I went to a talk by Prof Geraldine Thomas, of the Chernobyl Tissue Bank and
Imperial College London, sharing her insights and research into radiation and
its effects on the body. The key takeaway from the talk is to take into
account the type of release, what radionuclides were exposed to the public and
their half-life, and then what the passage of that particular element is
through the body to determine what damage can be done.

A notable example is of Iodine-131 causing of thyroid lesions and cancers in
the direct aftermath of an event because of its short half life of alpha decay
directly into tissue that bioaccumulates Iodine, keeping the alpha decay
focussed on a very specific tissue.

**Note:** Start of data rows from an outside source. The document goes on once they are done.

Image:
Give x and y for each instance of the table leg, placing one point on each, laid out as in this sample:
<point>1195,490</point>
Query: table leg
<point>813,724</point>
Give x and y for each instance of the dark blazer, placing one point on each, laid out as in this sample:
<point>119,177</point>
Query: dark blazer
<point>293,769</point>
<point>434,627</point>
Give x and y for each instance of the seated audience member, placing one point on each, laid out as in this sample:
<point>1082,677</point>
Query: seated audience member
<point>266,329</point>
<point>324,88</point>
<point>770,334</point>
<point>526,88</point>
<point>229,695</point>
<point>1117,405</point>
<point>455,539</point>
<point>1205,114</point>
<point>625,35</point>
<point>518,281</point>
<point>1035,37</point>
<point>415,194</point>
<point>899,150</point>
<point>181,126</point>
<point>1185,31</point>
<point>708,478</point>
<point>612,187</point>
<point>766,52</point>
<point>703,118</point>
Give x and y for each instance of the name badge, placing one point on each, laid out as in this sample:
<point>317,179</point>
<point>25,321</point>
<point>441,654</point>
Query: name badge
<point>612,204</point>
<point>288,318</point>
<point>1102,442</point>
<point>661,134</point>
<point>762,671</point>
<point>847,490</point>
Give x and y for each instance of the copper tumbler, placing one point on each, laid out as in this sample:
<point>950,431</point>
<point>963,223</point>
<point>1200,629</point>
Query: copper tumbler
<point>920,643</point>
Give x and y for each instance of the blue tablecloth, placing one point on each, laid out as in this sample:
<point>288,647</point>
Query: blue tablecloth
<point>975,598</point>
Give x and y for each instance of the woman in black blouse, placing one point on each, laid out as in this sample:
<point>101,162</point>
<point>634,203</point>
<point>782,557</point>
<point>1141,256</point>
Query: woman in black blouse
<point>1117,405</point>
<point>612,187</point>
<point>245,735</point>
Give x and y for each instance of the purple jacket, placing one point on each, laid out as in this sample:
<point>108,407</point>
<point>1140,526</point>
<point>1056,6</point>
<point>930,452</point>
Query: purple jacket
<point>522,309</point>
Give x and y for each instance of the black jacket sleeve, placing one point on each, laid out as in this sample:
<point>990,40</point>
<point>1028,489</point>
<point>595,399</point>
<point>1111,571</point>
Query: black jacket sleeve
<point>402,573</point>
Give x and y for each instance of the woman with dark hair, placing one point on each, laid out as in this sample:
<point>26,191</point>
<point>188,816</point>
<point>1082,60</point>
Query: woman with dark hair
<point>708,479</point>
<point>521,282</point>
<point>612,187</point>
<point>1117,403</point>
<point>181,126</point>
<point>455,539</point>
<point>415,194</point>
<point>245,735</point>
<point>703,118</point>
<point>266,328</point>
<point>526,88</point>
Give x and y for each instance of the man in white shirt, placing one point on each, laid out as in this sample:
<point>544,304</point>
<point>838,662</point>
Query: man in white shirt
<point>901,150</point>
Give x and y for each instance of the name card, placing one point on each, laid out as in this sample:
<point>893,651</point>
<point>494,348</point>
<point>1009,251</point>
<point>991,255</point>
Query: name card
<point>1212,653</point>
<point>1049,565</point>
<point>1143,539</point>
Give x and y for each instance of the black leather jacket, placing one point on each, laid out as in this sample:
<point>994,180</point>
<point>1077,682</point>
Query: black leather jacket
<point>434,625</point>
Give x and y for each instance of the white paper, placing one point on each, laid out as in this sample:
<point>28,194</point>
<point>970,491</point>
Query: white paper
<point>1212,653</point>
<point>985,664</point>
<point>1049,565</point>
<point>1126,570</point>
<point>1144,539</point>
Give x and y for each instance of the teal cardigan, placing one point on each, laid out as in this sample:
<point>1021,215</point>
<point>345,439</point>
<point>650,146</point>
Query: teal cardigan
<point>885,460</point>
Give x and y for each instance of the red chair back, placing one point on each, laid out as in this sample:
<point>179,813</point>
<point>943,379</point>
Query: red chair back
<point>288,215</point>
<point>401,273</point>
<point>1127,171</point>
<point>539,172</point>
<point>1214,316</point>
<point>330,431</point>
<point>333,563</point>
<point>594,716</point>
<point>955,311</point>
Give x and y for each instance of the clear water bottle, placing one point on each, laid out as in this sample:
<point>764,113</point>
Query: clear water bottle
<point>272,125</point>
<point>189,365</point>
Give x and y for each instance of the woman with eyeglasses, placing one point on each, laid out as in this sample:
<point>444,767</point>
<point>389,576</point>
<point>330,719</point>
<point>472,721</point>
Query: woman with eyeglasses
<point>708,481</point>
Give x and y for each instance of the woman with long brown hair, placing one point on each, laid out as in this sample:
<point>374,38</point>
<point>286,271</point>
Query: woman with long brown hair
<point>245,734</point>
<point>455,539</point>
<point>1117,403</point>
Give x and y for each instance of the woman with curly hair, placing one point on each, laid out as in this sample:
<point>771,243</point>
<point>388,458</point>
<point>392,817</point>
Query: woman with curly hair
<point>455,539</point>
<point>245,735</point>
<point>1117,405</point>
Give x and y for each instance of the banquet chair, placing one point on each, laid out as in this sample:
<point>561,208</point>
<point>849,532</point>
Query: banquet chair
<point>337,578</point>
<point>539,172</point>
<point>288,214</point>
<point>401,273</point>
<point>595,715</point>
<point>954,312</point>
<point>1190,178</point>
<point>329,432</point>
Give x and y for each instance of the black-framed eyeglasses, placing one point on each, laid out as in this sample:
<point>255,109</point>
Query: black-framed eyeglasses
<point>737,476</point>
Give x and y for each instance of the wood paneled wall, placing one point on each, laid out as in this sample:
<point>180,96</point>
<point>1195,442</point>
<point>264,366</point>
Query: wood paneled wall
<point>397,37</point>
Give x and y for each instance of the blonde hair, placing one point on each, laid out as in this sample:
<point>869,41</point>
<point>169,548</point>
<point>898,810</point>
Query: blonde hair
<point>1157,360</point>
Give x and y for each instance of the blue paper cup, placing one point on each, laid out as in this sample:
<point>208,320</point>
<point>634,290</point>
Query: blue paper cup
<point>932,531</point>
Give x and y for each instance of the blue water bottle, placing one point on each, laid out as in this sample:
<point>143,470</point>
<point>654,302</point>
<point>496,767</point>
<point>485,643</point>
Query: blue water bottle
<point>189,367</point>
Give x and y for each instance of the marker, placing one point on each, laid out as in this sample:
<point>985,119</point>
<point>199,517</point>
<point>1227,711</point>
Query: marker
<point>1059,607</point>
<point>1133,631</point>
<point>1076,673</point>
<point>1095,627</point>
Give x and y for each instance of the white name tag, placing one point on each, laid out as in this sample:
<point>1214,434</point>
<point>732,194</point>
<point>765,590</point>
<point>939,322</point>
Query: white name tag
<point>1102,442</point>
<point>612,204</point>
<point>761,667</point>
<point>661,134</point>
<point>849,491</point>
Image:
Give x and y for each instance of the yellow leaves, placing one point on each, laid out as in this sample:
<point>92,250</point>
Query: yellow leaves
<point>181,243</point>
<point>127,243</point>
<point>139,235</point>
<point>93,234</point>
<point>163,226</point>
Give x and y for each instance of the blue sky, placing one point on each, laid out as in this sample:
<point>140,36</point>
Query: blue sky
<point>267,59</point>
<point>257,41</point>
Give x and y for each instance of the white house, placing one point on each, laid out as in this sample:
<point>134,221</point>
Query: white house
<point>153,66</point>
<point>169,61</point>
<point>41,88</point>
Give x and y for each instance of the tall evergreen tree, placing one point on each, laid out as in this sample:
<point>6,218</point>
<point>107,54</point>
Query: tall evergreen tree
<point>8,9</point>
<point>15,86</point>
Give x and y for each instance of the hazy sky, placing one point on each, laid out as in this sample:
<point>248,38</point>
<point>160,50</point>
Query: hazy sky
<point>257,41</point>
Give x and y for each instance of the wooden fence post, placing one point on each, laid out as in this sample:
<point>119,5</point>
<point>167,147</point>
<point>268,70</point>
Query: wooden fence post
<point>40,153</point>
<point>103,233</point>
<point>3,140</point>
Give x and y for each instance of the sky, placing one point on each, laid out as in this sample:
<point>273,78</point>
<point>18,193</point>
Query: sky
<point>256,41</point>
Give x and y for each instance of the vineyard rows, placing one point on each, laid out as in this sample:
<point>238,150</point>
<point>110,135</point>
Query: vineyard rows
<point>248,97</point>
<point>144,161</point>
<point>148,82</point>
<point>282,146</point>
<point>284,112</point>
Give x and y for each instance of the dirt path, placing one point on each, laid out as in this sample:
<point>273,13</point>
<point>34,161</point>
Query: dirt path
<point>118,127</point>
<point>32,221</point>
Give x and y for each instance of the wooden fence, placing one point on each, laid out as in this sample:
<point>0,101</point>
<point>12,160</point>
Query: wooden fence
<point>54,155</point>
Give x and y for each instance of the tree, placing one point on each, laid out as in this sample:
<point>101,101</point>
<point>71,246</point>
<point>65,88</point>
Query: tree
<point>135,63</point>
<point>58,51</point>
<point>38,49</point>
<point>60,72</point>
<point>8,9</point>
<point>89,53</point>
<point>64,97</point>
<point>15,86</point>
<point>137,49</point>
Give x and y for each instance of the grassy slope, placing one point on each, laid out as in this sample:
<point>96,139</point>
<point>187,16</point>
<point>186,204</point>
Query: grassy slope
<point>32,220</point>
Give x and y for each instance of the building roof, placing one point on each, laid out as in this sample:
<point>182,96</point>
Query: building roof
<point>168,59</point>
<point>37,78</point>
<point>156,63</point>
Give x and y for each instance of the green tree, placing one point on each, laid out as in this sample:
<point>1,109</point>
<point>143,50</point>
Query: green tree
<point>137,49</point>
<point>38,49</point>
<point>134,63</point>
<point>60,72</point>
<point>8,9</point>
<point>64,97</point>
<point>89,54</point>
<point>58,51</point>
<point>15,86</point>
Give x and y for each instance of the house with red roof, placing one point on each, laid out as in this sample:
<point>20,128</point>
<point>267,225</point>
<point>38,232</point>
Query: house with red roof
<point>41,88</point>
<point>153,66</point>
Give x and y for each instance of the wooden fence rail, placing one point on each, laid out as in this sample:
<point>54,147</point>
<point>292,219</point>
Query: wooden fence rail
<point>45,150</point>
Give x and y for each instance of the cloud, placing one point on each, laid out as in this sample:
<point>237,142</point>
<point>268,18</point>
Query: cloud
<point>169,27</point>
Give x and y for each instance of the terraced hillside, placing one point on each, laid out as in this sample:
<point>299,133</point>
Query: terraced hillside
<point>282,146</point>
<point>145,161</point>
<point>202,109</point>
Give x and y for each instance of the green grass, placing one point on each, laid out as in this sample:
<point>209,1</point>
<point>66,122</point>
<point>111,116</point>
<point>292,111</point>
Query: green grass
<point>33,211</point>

Other heavier elements tend to (I am not a
biologist or nuclear scientist, paraphrasing from a talk a couple years ago)
can leave the body without being bioaccumulated, having only released
'tolerable' amounts of alpha decay into a broad area of tissue.

It would be interesting to know if those "unusual cancers" were in some part a
result of radionuclide exposure from Chernobyl or the result of other factors.
But I — a nobody with a causal subject matter interest — would be hesitant to
suggest that there was causation in absence of a hypothesis based on biology
tied to the known Chernobyl emissions. Either way, we can find out more about
radiations effect on biology if a study takes place — or if there is already
one out there?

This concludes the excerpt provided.